Leah. (Still an occasional substitute for an affirmative answer.) I just tossed out a family joke.

I’m envious of the new words that earn enough popular use to earn a place in the Urban Dictionary, like carmageddon, or even become the vaunted American Dialect Society’s Word of the Year, like app.

New words happen all the time. We’re still creating words at home, though we’re beyond baby talk.

In our circa-1894 cottage, vegetable scraps go into the composting bin, but if we happen to drop something edible on the floor, we call on the disposdog to take care of it.

Thanks to my sister, I now know to call unidentified wildflowers glimpsed from the car window by their Latin name: roadsidia.
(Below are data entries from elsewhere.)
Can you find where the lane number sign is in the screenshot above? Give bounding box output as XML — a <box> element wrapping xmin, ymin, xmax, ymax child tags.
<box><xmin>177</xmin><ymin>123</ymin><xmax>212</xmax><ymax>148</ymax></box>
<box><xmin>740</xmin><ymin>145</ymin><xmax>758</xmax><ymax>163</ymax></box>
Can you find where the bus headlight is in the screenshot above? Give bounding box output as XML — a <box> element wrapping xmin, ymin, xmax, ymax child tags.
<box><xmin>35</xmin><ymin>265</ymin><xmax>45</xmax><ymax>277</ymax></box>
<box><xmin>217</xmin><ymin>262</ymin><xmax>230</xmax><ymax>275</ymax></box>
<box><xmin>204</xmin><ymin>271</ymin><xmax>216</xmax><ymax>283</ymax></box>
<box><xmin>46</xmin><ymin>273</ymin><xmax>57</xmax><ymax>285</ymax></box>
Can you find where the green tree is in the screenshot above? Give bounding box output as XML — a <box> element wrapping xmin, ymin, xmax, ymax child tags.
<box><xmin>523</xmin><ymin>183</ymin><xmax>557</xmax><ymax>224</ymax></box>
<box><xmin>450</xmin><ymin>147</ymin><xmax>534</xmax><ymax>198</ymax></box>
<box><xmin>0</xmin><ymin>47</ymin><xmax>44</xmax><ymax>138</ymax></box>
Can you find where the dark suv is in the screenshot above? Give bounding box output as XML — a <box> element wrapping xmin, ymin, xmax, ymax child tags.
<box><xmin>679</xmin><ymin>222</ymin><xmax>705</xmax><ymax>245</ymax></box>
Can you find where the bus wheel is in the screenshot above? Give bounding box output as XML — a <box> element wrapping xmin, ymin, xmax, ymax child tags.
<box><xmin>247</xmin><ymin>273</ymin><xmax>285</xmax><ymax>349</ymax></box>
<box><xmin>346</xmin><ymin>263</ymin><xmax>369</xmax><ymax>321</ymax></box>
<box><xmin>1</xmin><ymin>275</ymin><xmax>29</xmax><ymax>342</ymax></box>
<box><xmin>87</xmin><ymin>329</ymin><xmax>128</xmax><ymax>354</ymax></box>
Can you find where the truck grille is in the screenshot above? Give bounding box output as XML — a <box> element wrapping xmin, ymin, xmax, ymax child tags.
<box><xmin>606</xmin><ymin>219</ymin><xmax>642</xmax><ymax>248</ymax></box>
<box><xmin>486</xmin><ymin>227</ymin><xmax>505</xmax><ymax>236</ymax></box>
The usage was chronicled in 2008 by Beverley George of New South Wales, Australia, in a literary blog, Haibun Today.

And we have to thank our friend Brian for sharing the euphemism barleypop, an entry that has met the Urban Dictionary standard. It's a far better substitute term for beer than another friend's original, “dad’s juice,” which caused a moment of extreme chagrin in the grocery store when her son learned to point and ask for items on the shelf.

What about your family? Do you have special words you’d like to add to the lexicon?

6 comments:

Heather said...

Most of my family-created words are not appropriate for polite company, but of the few that can be uttered without sending an FCC censor into anaphylactic shock is "lupper." We are really bad about eating lunch so late, that it is normally our last meal of the day

Chris Bailey said...

Ha! My husband is an excellent time manager, so this never happens to US--but when I'm home alone, I rarely eat more than twice a day. Sometimes only once. And by the time I recognize hunger for what it is, I may eat continuously for a couple of hours.

Carla Swafford said...

Not only did I stutter when I was a kid, I had a lisp and I had problems saying certain words. Three was Free. Or I used words backwards you could say. Like Grill-it for skillet. A mosquito bite scratched instead of itched.

I still mispronounce words, but it doesn't stop me from speaking publicly. It's a little quirk I've come to terms with. At least I no longer stutter (except when I get mad and that's rare).

Lexi said...

In my family, we have the commote contrail (remote control), yogrette instead of yogurt, ecklecise, instead of exercise, and, my favorite, muh-woe-shee-wah for MURDER SHE WROTE.

Chris Bailey said...

Carla--I'd almost forgotten the backward words! We sometimes still say beltseat.

Chris Bailey said...

Lexi, that's too funny! An entire title in family-speak! You went a long way for commote contrail. We've reverted to plain remote, after years of "TV Guide changer."